Week 5: Monday: Matthew 24


Yes, we are meant to read the whole chapter today, and the whole chapter again tomorrow!  In his comments, Tom tells us why – it will need chewing over.
24.2    He was indeed a prophet: this had not previously been mentioned, and hard to imagine standing beside the massive foundations.
24.4    The disciples ask for the characteristics, the indications: Jesus’ immediate response is “deception”.  So our priority might be expressed as “stay calm; stay focussed.”
24.15  In Jewish prophetic thought, historical events are not categorised by their position on a time-line, but by their characteristics.  For example, Isaiah’s prophecy to Ahaz in Isaiah 7.14-15 has both an immediate fulfilment in 8.3-4 and an ultimate fulfilment in Matthew 1.23: in the prophecy, the two instances are not distinguished.  Here, the Fall of Jerusalem in AD 70 and the end of the world are superimposed.

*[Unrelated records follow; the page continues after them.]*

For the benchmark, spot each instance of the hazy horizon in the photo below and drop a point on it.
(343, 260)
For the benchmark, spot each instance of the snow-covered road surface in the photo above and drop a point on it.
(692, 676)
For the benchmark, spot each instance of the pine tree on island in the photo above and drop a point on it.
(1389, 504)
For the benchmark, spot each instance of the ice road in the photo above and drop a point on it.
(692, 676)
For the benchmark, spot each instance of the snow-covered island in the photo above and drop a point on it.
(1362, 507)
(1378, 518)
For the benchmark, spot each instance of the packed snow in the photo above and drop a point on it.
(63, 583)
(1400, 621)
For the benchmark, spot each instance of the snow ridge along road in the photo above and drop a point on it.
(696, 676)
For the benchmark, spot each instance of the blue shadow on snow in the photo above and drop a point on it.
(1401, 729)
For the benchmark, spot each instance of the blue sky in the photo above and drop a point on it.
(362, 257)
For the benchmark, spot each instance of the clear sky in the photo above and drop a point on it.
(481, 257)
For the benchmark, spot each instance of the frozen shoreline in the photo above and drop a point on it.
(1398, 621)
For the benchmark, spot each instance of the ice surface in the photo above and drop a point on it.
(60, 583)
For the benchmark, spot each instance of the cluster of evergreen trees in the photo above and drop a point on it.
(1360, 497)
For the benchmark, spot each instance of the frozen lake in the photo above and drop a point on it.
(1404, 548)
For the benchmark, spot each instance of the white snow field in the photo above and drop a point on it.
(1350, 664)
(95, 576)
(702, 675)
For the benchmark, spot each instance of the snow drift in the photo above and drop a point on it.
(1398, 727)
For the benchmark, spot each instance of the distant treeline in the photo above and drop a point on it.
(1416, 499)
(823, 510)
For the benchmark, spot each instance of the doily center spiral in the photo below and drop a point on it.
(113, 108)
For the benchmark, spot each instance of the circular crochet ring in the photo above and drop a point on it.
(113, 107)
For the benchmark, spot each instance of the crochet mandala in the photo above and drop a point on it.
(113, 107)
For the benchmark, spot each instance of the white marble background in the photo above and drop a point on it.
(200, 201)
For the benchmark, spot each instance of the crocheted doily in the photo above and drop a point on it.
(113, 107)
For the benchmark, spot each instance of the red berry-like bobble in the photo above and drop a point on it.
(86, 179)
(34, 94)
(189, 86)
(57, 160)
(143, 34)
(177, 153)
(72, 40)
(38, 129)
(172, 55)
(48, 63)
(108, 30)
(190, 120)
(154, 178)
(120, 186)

We are used to Jesus the teacher, the healer, the miracle-worker; but Jesus the prophet sounds strange and fearsome as he goes into “apocalyptic mode” like Ezekiel, Daniel and Revelation.
Tom points out amazing truths, which I haven’t noticed before but are obvious the moment he says them: like “The difference between Jesus’ prophecy…and the speculations of his contemporaries was that he had a sense of his own role, his own fate, his own future being somehow bound up with it all.”